Another perk about having a flexible, homeschool schedule was the opportunity it afforded me to gain employment. I was hired as a page at the local library and was able to work any shift available, earning money for mall runs and that other important thing in life—college. Much to my delight, I found that two other girls employed at the library, seniors, were homeschooled as well! It was a moment when C.S. Lewis’ quote on friendship came in handy: “Friendship is born at the moment when one person says to another, ‘What? You too? I thought I was the only one.’”
Besides the rewarding experience of working at the library, I was able to take courses at the community college, (day and evening) in creative writing, speech, and study skills. These three classes gave me a taste of what it would be like to live as a responsible college student—deadlines for assignments, attention to projects, pride in my work and presentations. The instructors at the community college seemed to be impressed that I was a homeschooler—my work was always above average, and I was able to interact well with the adult students in my classes (a perk from socializing with hospital staff).
By the time graduation had rolled around, I was more than ready for venturing off to college. Bethany College in Bethany, West Virginia had selected me for the freshman class of 1999…and awarded me the Kalon Scholarship for my work with the community and leadership experiences. Not too shabby for someone who was suspected of social disabilities and living like a pioneer girl.

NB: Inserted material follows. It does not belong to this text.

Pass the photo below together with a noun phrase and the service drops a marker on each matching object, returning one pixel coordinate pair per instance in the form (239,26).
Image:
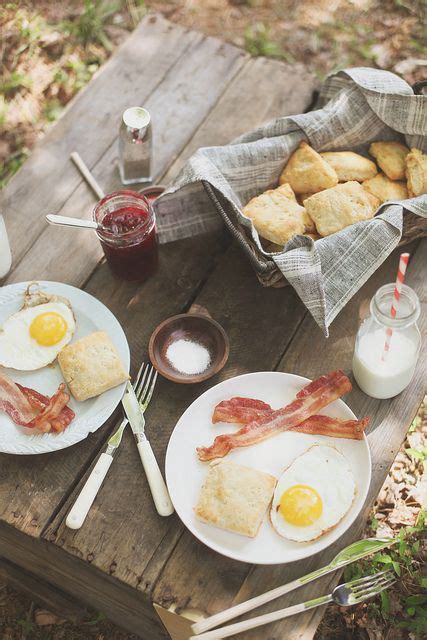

As a grown woman, I look back on my experiences as a homeschooler as something positive, something that shaped my character and allowed me to flourish academically in a way that I wouldn’t have elsewhere. And I have every intention on homeschooling my own children, if and when I have them. I believe that it’s an alternative to public and private schools that may be more enriching, not to mention safer, in the world we live in. I know people who still think homeschooling will damage a child’s social growth and limit their educational experiences. But these people have never known the joy and freedom of learning about the world from the comfort of their own home. They were never able to work their schedule around volunteering at the hospital and having the chief of anesthesiology offer himself as a reference for their resume. They were never able to incorporate a special visit to Lancaster’s Poe Evermore Festival into their literature studies. Most of all, they were never able to feel that feeling of sole importance—being the one student that mattered. There were no obstructions, only open roads toward valuable possibilities.
Even if I had dressed in gingham and lived in a sod house...it would have been a part of my studies involving pioneer life in way that could only be imagined within the confines of a classroom.